F1-score considers both the precision (the accuracy of the positive predictions) and the recall (how many of the actual positives the model captures), calculated by Formula (6). G-Mean, commonly applied to imbalanced datasets, represents the geometric mean of sensitivity and specificity, offering a balanced performance metric. It is calculated using Formula (7).

Experiments

Datasets

Table 1 provides a comprehensive overview of various datasets utilized in the analysis, detailing the number of features, total data points, and the imbalance ratio of datasets. The datasets span different domains, including banking, mobile services, telecommunications, and insurance.

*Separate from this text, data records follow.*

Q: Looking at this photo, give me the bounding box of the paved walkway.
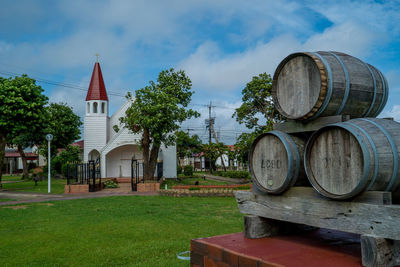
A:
[0,183,158,206]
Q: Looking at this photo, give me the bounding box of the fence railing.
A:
[66,160,101,192]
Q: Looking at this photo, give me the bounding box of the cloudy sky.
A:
[1,0,399,144]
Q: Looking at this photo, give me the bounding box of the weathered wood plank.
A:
[353,191,392,205]
[244,216,280,238]
[235,188,400,240]
[273,115,350,133]
[361,235,400,267]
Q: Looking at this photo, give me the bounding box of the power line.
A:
[0,69,127,97]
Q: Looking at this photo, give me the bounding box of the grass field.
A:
[2,175,24,181]
[1,178,66,194]
[0,195,243,266]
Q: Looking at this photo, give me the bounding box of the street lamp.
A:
[46,134,53,193]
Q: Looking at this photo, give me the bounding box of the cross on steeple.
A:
[95,53,100,62]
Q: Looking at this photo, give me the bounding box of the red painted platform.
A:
[191,229,362,266]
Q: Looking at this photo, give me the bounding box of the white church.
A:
[82,61,177,179]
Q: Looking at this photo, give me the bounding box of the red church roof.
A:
[86,62,108,101]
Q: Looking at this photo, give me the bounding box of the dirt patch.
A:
[3,205,28,210]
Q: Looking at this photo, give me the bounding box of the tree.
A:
[40,103,82,161]
[176,130,202,162]
[53,145,82,176]
[121,68,199,180]
[234,130,265,165]
[232,73,281,131]
[0,75,48,185]
[201,142,228,172]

All datasets in this study were collected from the Kaggle platform.

Table 1:

Datasets overview.

Dataset	Features	Data number	Imbalance ratio
Bank	13	10,000	3.9
Mobile	65	66,469	3.7
Telco 1	19	7,044	2.7
Telco 2	19	4,250	6.1
Telco 3	15	3,150	5.3
Insurance	16	33,909	7.5

DOI: 10.7717/peerj-cs.2949/table-1

The Bank dataset comprises 13 features and 10,000 data points, with an imbalance ratio of 3.9. The Mobile dataset is significantly larger, featuring 65 attributes and 66,469 data points, with an imbalance ratio of 3.7. The Telco 1 dataset includes 19 features and 7,044 data points, maintaining an imbalance ratio of 2.7, while Telco 2, also with 19 features, consists of 4,250 data points and exhibits a higher imbalance ratio of 6.1. The Telco 3 dataset contains 15 features across 3,150 data points, presenting an imbalance ratio of 5.3. Lastly, the Insurance dataset is characterized by 16 features and 33,909 data points, with the highest imbalance ratio of 7.5 among the datasets listed at 4.2

Experimental settings

In this study, three classical machine learning algorithms DT, logistic regression (LR), and SVM along with two boosting algorithms, Random Forest (RF) and LightGBM (LGBM), are used. The experimental procedure involves performing 5-fold cross-validation three times for each algorithm to ensure robust and reliable results. This approach mitigates the impact of any potential variability or biases in the data, providing a more comprehensive evaluation of the model performance.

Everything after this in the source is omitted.